Why use this resource?
This provides an opportunity for students to consider how the sine and cosine functions behave in a “which is bigger?” context. This problem is an excellent opportunity for students to think about the graphical representation of functions and can be attempted by students in a variety of ways.
Working on this problem could help students understand how to look at the behaviour of trigonometric functions by focussing on behaviour such as the limited range of the sine and cosine functions and their periodic nature. Students can also be encouraged to practise using function vocabulary and notation in the setting of trigonometry.
Teachers could encourage students to think about what they know already and then what they can deduce from that.
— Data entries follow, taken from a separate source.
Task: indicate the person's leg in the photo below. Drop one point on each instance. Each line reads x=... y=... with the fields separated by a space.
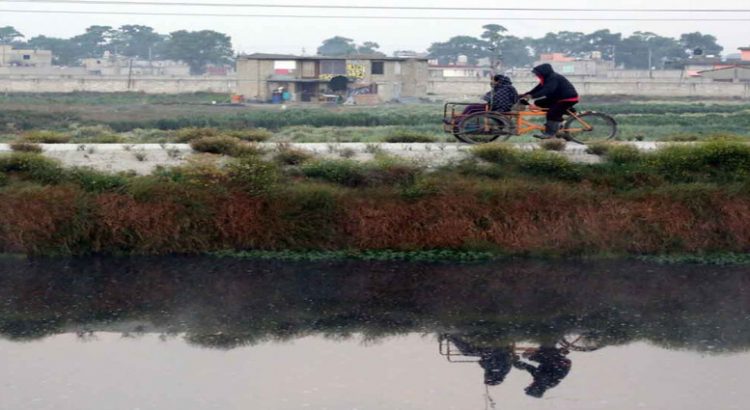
x=554 y=119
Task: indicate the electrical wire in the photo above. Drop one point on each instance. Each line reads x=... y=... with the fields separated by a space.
x=362 y=17
x=358 y=7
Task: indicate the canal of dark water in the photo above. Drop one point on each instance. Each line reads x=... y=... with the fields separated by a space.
x=208 y=333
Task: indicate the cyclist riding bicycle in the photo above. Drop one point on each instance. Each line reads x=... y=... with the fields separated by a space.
x=555 y=93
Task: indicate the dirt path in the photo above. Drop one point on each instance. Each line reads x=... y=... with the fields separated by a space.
x=144 y=158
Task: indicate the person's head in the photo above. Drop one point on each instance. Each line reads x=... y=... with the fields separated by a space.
x=499 y=79
x=535 y=390
x=493 y=377
x=543 y=70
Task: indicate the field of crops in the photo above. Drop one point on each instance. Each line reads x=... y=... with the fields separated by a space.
x=137 y=118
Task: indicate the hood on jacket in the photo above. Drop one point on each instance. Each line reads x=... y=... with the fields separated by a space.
x=501 y=80
x=543 y=70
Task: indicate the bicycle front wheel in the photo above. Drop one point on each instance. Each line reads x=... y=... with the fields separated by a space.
x=590 y=127
x=482 y=127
Students could start by individually trying to sketch graphs of one (or both) of the functions on whiteboards. They might also start by sketching \(\sin x\) and \(\cos x\) and then think about what happens when they are composed with each other. Both of these sketching tasks may raise questions in students’ minds about what it would be helpful to know. Following the “think, pair, share” model, after a few minutes students could compare graphs, notes and questions and work together to try to improve their sketches.
It may be interesting to allow students access to graphing software at some point whilst working on the problem, either to confirm their findings or to aid their thinking processes. As always, students should be encouraged to explain the behaviour of the functions in addition to demonstrating their solutions graphically.
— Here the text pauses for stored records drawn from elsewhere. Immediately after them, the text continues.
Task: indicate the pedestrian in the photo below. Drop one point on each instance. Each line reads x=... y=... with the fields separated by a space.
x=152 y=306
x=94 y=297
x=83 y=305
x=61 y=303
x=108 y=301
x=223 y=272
This problem can also be looked at by trying to find a value where the graphs of the functions cross. Two approaches are suggested in the solution and one of these uses the important inequality \(\sin x < x\) for positive \(x.\)
- Is the proof dependent on the functions being continuous and periodic?
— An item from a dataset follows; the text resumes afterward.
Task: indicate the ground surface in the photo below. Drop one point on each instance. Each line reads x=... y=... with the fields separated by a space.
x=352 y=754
- How can symmetry of graphs be used to address different sections at once or extend or adapt an idea to a different set of values of \(x\)?
Prompts such as these could be used if students are struggling to get started.
- “What do you think the highest/lowest \(y\)-value will be?”
- “What are some specific values of these functions?”
- “How could you use your knowledge of \(\sin x\) and \(\cos\) here?”
The task could be revisited when addition formulae are introduced as addition formulae provide alternative ways to prove the result.